What is the difference between IV and intranasal ketamine?
Every route of administration has a different bioavailability, meaning that the ketamine can be absorbed by the body in different ways, with some of it being wasted for routes that are less bioavailable. Ketamine infusions are very powerful, and as such, can often be more intense experiences. Intranasal ketamine is less of a full-on “experience.” Patients are typically somewhat more cognizant of their surroundings compared to infusions. However, the dosage is important, as well as whether or not any other therapeutic modalities are paired with the ketamine.
What happens during the ketamine session?
A clinician will come up and discuss what will go on during their ketamine session, and how to best process any feelings, emotions, thoughts, or movements that may or may not come up during the session. Afterward, they will sit together and process the experience until the patient feels ready to leave.
Do patients feel high or euphoric during the session?
Sometimes, yes, but the doses administered are sub-anesthetic dosages, and considerably lower than what a recreational ketamine user would use. More commonly, patients will feel relief, and remark something along the lines of they forgot how to be happy, and are finally reminded of what that feeling actually feels like. Sometimes patients cry towards the end of their session because they don’t want the experience to end, afraid that their depression will come back immediately.
How many sessions of ketamine does the average person typically do?
A typical course of infusions is six, and then coming in as needed for maintenance once in a while.

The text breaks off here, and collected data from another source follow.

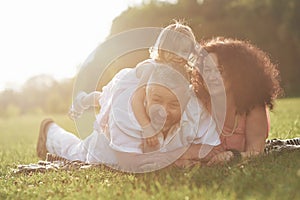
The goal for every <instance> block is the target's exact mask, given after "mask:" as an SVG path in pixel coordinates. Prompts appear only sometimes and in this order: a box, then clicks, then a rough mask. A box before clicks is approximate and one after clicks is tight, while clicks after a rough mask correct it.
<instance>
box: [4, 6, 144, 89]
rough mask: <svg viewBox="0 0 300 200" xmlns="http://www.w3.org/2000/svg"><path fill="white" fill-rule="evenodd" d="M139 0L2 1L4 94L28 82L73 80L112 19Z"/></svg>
mask: <svg viewBox="0 0 300 200" xmlns="http://www.w3.org/2000/svg"><path fill="white" fill-rule="evenodd" d="M141 2H142V1H141V0H109V1H99V0H79V1H77V0H75V1H74V0H63V1H61V0H51V1H49V0H47V1H46V0H26V1H23V0H11V1H0V27H1V32H0V66H1V68H0V69H1V71H0V90H4V89H18V88H19V87H20V86H21V85H22V84H23V83H24V82H25V81H26V80H27V79H28V78H30V77H32V76H36V75H40V74H48V75H51V76H53V77H54V78H55V79H58V80H59V79H62V78H67V77H72V76H74V75H75V74H76V72H77V69H78V66H80V64H81V63H82V62H83V61H84V60H85V59H86V58H87V57H88V55H89V54H90V53H91V52H92V51H93V50H94V49H95V47H96V46H97V45H99V43H101V42H102V41H103V40H104V39H105V37H107V36H108V34H109V32H110V26H111V23H112V20H113V19H114V18H115V17H116V16H118V15H119V14H120V13H121V12H122V11H124V10H126V9H127V8H128V6H134V5H138V4H140V3H141Z"/></svg>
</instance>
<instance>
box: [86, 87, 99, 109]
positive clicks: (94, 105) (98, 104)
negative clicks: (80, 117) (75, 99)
mask: <svg viewBox="0 0 300 200" xmlns="http://www.w3.org/2000/svg"><path fill="white" fill-rule="evenodd" d="M101 94H102V93H101V92H98V91H94V92H91V93H89V94H86V95H84V96H83V98H82V99H81V103H82V105H83V106H85V107H87V106H88V107H89V106H99V99H100V97H101Z"/></svg>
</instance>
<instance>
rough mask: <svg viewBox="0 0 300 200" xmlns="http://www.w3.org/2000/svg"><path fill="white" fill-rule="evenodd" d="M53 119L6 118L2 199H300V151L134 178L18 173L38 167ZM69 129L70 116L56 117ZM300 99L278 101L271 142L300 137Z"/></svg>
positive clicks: (37, 118) (3, 127)
mask: <svg viewBox="0 0 300 200" xmlns="http://www.w3.org/2000/svg"><path fill="white" fill-rule="evenodd" d="M44 117H47V116H21V117H16V118H12V119H0V159H1V164H0V199H144V200H146V199H272V200H273V199H289V200H290V199H300V192H299V189H300V159H299V158H300V152H299V151H298V152H291V153H282V154H280V155H269V156H261V157H257V158H255V159H252V160H251V161H249V162H248V163H246V164H243V165H231V166H222V167H221V166H219V167H217V166H216V167H199V166H197V167H194V168H192V169H189V170H179V169H175V168H172V167H170V168H166V169H163V170H160V171H155V172H151V173H146V174H128V173H122V172H116V171H112V170H110V169H107V168H105V167H99V168H91V169H85V170H74V171H59V172H48V173H44V174H43V173H34V174H31V175H25V174H14V173H12V169H13V168H16V166H17V165H18V164H29V163H36V162H37V161H38V158H37V157H36V153H35V145H36V140H37V135H38V129H39V123H40V121H41V120H42V119H43V118H44ZM51 117H52V118H54V120H55V121H56V122H58V123H59V124H61V125H63V127H64V128H66V129H67V130H70V131H74V130H75V127H74V124H73V122H72V121H71V120H69V119H68V117H67V116H62V115H61V116H58V115H54V116H51ZM299 121H300V98H294V99H281V100H278V101H277V104H276V107H275V110H274V112H272V113H271V135H270V136H269V138H275V137H276V138H292V137H300V122H299Z"/></svg>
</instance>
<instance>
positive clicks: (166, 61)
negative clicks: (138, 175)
mask: <svg viewBox="0 0 300 200" xmlns="http://www.w3.org/2000/svg"><path fill="white" fill-rule="evenodd" d="M195 43H196V41H195V36H194V34H193V32H192V30H191V28H190V27H189V26H186V25H183V24H181V23H178V22H177V23H174V24H171V25H169V26H167V27H165V28H164V29H163V30H162V31H161V33H160V35H159V37H158V39H157V41H156V44H155V45H154V47H153V48H152V49H150V58H151V59H149V60H146V61H144V62H142V63H140V64H138V66H137V67H136V76H137V77H138V78H139V79H140V83H139V87H138V89H137V90H136V91H135V93H134V95H133V98H132V108H133V113H134V114H135V117H136V119H137V121H138V122H139V124H140V126H141V127H142V129H143V131H142V137H145V144H144V148H145V149H144V150H145V152H147V151H149V150H151V149H152V150H154V149H157V148H159V141H158V137H156V136H157V135H158V134H159V133H161V132H163V126H164V122H165V120H166V113H165V111H164V110H163V109H160V110H156V113H157V115H156V116H160V122H159V123H157V122H156V123H154V121H153V120H152V121H151V120H150V118H149V117H150V116H149V113H148V114H147V113H146V112H145V107H144V102H145V96H146V90H145V86H146V85H145V84H146V82H147V80H148V79H149V76H150V75H151V73H152V71H153V69H154V65H155V63H163V64H166V65H168V66H170V67H172V68H173V69H175V70H177V71H178V72H179V73H180V74H182V75H183V76H184V77H185V78H186V79H187V80H188V79H189V77H188V73H187V70H188V69H187V68H188V66H187V60H188V57H189V55H190V53H191V52H192V51H193V48H194V46H195ZM181 107H182V108H181V111H182V112H183V110H184V105H181ZM147 147H150V148H147ZM153 147H154V148H153Z"/></svg>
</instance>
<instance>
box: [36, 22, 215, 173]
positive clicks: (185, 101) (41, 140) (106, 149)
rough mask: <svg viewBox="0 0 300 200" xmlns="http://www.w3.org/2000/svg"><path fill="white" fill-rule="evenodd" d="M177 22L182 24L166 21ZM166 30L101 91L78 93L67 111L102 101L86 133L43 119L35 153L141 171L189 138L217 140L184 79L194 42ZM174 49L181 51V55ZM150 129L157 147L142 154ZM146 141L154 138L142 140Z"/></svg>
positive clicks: (185, 146)
mask: <svg viewBox="0 0 300 200" xmlns="http://www.w3.org/2000/svg"><path fill="white" fill-rule="evenodd" d="M176 26H182V25H179V24H176V25H171V26H170V27H174V28H175V27H176ZM164 31H166V29H164V30H163V33H162V34H160V36H159V38H158V42H157V43H156V45H155V46H154V48H153V49H152V51H151V57H152V59H149V60H146V61H144V62H142V63H141V64H139V65H138V66H137V67H136V68H126V69H123V70H121V71H120V72H119V73H117V74H116V75H115V76H114V78H113V79H112V80H111V81H110V82H109V83H108V84H107V85H106V86H105V87H103V89H102V92H92V93H90V94H86V93H84V92H82V93H80V94H79V95H78V96H77V98H76V99H75V101H74V104H73V109H72V110H71V114H74V113H75V114H78V113H79V114H80V113H81V112H82V111H83V110H85V109H87V108H88V107H89V106H91V105H94V106H95V105H97V104H100V105H101V109H100V113H99V114H98V115H97V116H96V120H95V125H94V131H93V133H92V134H91V135H90V136H88V137H87V138H86V139H84V140H81V139H79V138H78V137H76V136H75V135H73V134H71V133H69V132H67V131H66V130H64V129H63V128H61V127H60V126H58V125H57V124H55V123H54V122H53V121H51V120H44V121H43V122H42V123H41V128H40V135H39V140H38V145H37V152H38V156H39V157H42V158H44V157H45V155H46V153H47V152H50V153H54V154H57V155H58V156H61V157H64V158H66V159H68V160H81V161H84V162H88V163H103V164H107V165H109V166H112V167H114V168H118V169H121V170H123V171H130V172H145V171H152V170H156V169H159V168H162V167H165V166H168V165H170V164H171V163H173V162H174V161H175V160H176V159H178V158H179V157H180V156H181V155H182V154H183V153H184V152H185V151H186V149H187V148H188V147H189V145H190V144H192V143H194V144H200V143H201V144H206V145H210V146H215V145H218V144H219V137H218V133H217V131H216V125H215V123H214V121H213V120H212V118H211V116H210V115H209V114H208V113H207V112H206V111H205V109H204V108H203V106H202V104H201V103H200V102H199V101H198V100H197V98H196V97H195V96H194V95H193V94H192V93H191V90H190V87H189V81H188V80H187V79H186V78H187V77H188V76H187V73H186V70H185V68H184V66H185V64H186V60H187V58H188V56H189V54H190V51H191V49H192V48H193V47H194V43H193V41H192V42H189V41H191V40H190V39H182V38H181V37H175V38H174V37H173V36H174V35H175V34H174V35H173V34H172V33H173V32H174V31H173V32H172V33H171V32H164ZM182 41H186V42H183V43H181V42H182ZM187 44H192V45H187ZM185 47H188V48H185ZM165 49H166V50H165ZM167 50H168V51H167ZM172 51H173V52H175V53H177V52H176V51H179V53H177V54H178V55H179V56H177V55H176V54H175V53H173V52H172ZM155 54H156V55H155ZM154 55H155V57H154ZM166 61H169V62H166ZM170 63H171V64H170ZM178 63H182V64H181V65H180V64H178ZM74 111H75V112H74ZM149 127H150V129H149ZM148 130H150V131H148ZM147 134H148V135H147ZM144 135H146V136H144ZM154 135H155V137H156V138H155V140H157V141H159V142H158V143H159V148H158V149H155V150H157V151H155V152H154V151H152V152H151V151H150V152H149V153H147V154H145V153H144V152H145V149H143V147H144V146H145V145H144V143H143V141H144V140H143V138H144V137H150V138H151V137H153V136H154ZM147 140H148V139H147ZM147 140H146V141H147ZM151 140H152V139H151ZM148 143H149V144H152V141H150V140H148V142H146V143H145V144H148ZM153 143H154V144H155V142H153ZM150 146H151V145H150ZM146 151H147V150H146ZM199 153H200V152H199Z"/></svg>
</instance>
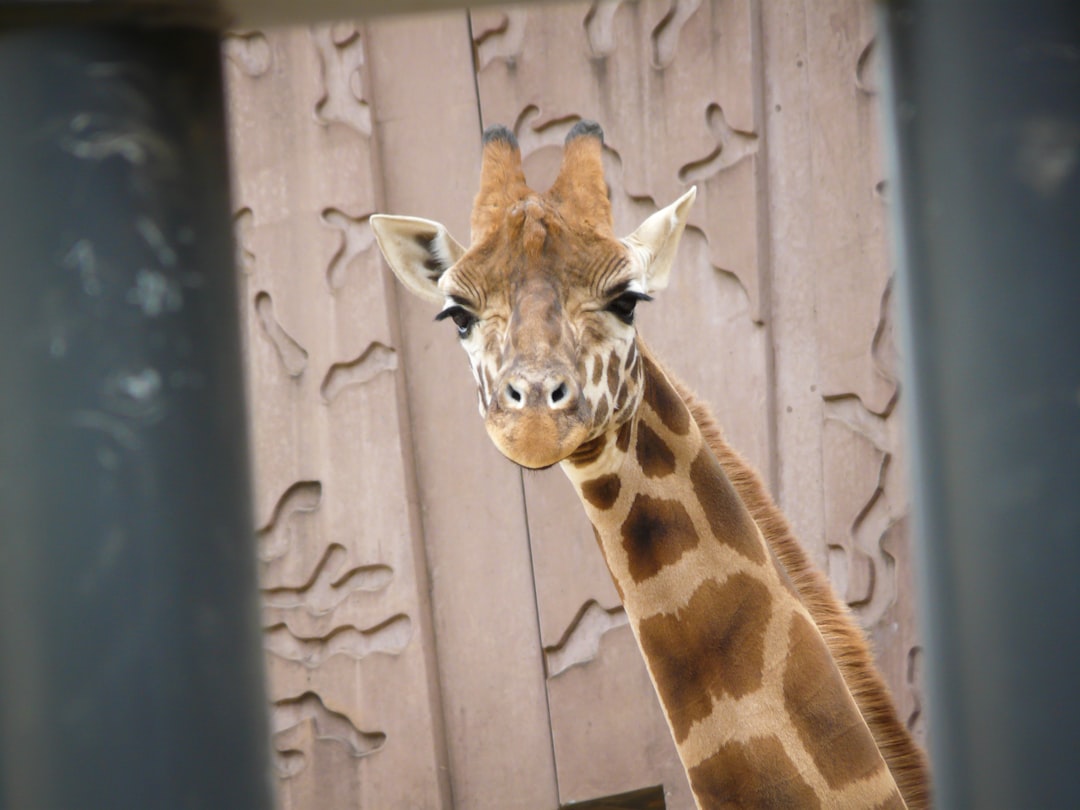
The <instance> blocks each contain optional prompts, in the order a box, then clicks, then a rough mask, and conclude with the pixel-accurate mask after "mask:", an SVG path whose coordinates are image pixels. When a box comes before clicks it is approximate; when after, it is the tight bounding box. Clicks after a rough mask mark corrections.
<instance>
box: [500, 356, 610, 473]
mask: <svg viewBox="0 0 1080 810" xmlns="http://www.w3.org/2000/svg"><path fill="white" fill-rule="evenodd" d="M496 391H497V393H496V402H494V403H492V407H491V408H489V410H488V414H487V419H486V427H487V432H488V435H489V436H490V437H491V441H492V442H495V445H496V447H498V448H499V450H500V451H501V453H502V454H503V455H504V456H505V457H507V458H509V459H510V460H511V461H513V462H515V463H517V464H521V465H522V467H528V468H531V469H539V468H544V467H551V465H552V464H554V463H556V462H558V461H562V460H563V459H564V458H566V457H567V456H569V455H570V454H571V453H573V451H575V450H576V449H577V448H578V446H579V445H580V444H581V443H582V442H583V441H584V440H585V437H586V435H588V433H589V429H590V424H591V414H590V413H589V411H590V409H589V408H588V407H586V406H585V405H584V401H583V397H582V395H581V388H580V386H579V384H578V382H577V381H576V380H575V379H573V378H572V377H570V376H569V375H566V374H559V373H552V372H548V373H545V374H540V375H529V374H523V373H521V372H510V373H507V374H504V375H502V377H501V378H500V379H499V381H498V382H497V384H496Z"/></svg>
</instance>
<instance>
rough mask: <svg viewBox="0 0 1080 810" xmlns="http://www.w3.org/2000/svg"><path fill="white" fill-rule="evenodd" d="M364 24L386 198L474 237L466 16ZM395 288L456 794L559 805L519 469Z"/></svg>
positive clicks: (388, 278) (467, 802) (505, 807)
mask: <svg viewBox="0 0 1080 810" xmlns="http://www.w3.org/2000/svg"><path fill="white" fill-rule="evenodd" d="M372 32H373V33H372V42H373V49H372V59H373V66H372V68H373V76H374V79H375V90H376V95H377V97H378V99H379V103H378V104H377V105H376V129H377V132H378V136H379V144H380V153H381V158H382V171H383V184H384V189H386V204H384V208H383V210H384V211H387V212H390V213H397V214H408V215H414V216H423V217H428V218H433V219H437V220H441V221H443V222H445V224H446V225H447V226H448V227H449V228H450V229H451V231H453V232H454V233H455V234H456V235H457V238H458V240H459V241H461V242H462V243H465V244H468V241H469V229H468V221H469V212H470V211H471V206H472V198H473V195H474V193H475V190H476V187H477V183H478V170H480V135H481V131H480V118H478V113H477V109H476V96H475V85H474V82H473V73H472V56H471V46H470V45H471V42H470V39H469V29H468V19H467V17H465V15H464V13H460V14H453V15H448V16H443V17H433V18H418V19H414V21H405V19H384V21H378V22H377V23H373V24H372ZM382 272H383V273H384V274H383V276H382V278H383V279H384V280H386V281H387V283H388V284H390V279H389V271H386V270H383V271H382ZM395 295H396V296H397V300H399V308H400V313H401V329H402V345H403V352H402V355H403V368H404V370H405V379H406V387H407V391H408V397H409V409H410V413H411V432H413V438H414V448H415V453H416V475H417V481H418V484H419V486H418V494H419V499H420V504H421V511H422V516H423V528H424V537H426V540H427V543H428V557H429V561H430V564H431V571H432V600H433V605H434V618H435V627H436V644H437V650H438V661H440V672H441V676H442V683H443V701H444V706H445V712H446V731H447V739H448V745H449V751H450V759H449V764H450V777H451V782H453V789H454V802H455V806H456V807H458V808H462V809H471V808H477V809H483V808H496V807H498V808H508V809H510V808H519V809H521V810H536V809H537V808H554V807H556V806H557V804H558V800H557V797H556V792H555V772H554V761H553V756H552V750H551V734H550V725H549V719H548V706H546V697H545V691H544V681H543V661H542V659H541V654H542V653H541V649H540V643H539V631H538V626H537V616H536V596H535V592H534V583H532V576H531V566H530V564H529V548H528V531H527V528H526V525H525V514H524V499H523V495H522V480H521V473H519V472H518V470H517V468H515V467H514V465H513V464H511V463H510V462H509V461H507V460H505V459H503V458H502V457H501V456H500V455H499V454H498V451H497V450H496V449H495V447H494V446H492V445H491V442H490V440H488V438H487V435H486V434H485V432H484V429H483V422H482V420H481V419H480V417H478V415H477V413H476V391H475V388H474V386H473V381H472V375H471V374H470V373H469V367H468V362H467V360H465V356H464V354H463V352H462V351H461V349H460V347H458V346H457V340H456V338H455V335H454V328H453V326H451V325H449V324H445V323H440V324H436V323H433V322H432V319H433V316H434V314H435V308H433V307H432V306H431V305H429V303H424V302H422V301H419V300H417V299H415V298H414V297H413V296H409V295H407V294H406V293H405V292H404V291H401V289H397V291H395ZM403 778H407V777H406V775H405V774H403Z"/></svg>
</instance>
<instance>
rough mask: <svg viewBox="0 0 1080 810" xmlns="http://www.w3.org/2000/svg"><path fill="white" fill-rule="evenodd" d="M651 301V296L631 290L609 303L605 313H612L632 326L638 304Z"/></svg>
mask: <svg viewBox="0 0 1080 810" xmlns="http://www.w3.org/2000/svg"><path fill="white" fill-rule="evenodd" d="M651 300H652V296H651V295H648V294H646V293H638V292H636V291H633V289H631V291H626V292H623V293H621V294H619V295H618V296H617V297H616V298H615V299H613V300H611V301H608V305H607V306H606V307H605V308H604V311H605V312H610V313H611V314H612V315H615V316H616V318H618V319H619V320H620V321H622V322H623V323H624V324H626V325H630V324H632V323H634V308H635V307H637V302H638V301H651Z"/></svg>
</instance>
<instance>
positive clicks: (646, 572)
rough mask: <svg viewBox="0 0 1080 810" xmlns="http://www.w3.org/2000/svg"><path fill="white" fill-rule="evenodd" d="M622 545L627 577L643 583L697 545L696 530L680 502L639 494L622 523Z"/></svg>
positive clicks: (654, 575) (677, 559)
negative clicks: (623, 520)
mask: <svg viewBox="0 0 1080 810" xmlns="http://www.w3.org/2000/svg"><path fill="white" fill-rule="evenodd" d="M622 545H623V548H624V549H625V550H626V556H627V564H629V566H630V576H631V577H633V578H634V581H635V582H644V581H645V580H647V579H649V578H650V577H654V576H656V575H657V573H659V572H660V569H661V568H663V567H664V566H667V565H671V564H672V563H675V562H677V561H678V558H679V557H681V556H683V555H684V554H685V553H686V552H688V551H689V550H690V549H693V548H694V546H697V545H698V532H697V531H694V529H693V521H691V519H690V514H689V513H688V512H687V511H686V507H684V505H683V504H681V503H679V502H678V501H672V500H664V499H663V498H652V497H650V496H648V495H640V494H639V495H637V496H636V497H635V498H634V502H633V504H631V508H630V514H627V515H626V519H625V521H624V522H623V524H622Z"/></svg>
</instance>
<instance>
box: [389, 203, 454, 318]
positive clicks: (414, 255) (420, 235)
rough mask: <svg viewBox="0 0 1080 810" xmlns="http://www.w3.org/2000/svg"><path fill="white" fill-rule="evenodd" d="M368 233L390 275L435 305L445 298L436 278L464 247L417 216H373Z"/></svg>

This maintenance is highly dependent on each person’s physiological metabolism of ketamine. However, it can be as often as every few months or as few as every few years.
Are there any side effects?
Yes. It’s a dissociative, so people may feel “out of body” during the experience and often for the rest of the day. It can make some people drowsy, nauseous, and/or confused at times. However, all of ketamine’s side effects are transient, meaning that someone may experience these the day of, but not necessarily for the long-term.
Do you have any lifestyle, day of, or other recommendations for someone who is undergoing ketamine treatment?
Yes, other modalities can be quite complementary to ketamine. Neurofeedback, TMS, various forms of psychotherapy can all be useful additions to someone undergoing ketamine treatment.
If someone can’t get treatment at TMS & Brain Health because they aren’t local to Los Angeles, Sedona, or Las Vegas, what should they look for in a provider?
A provider who is knowledgeable enough to personalize the experience is key. Do they know how to adjust dosages and routes of administration? Do they seem experienced?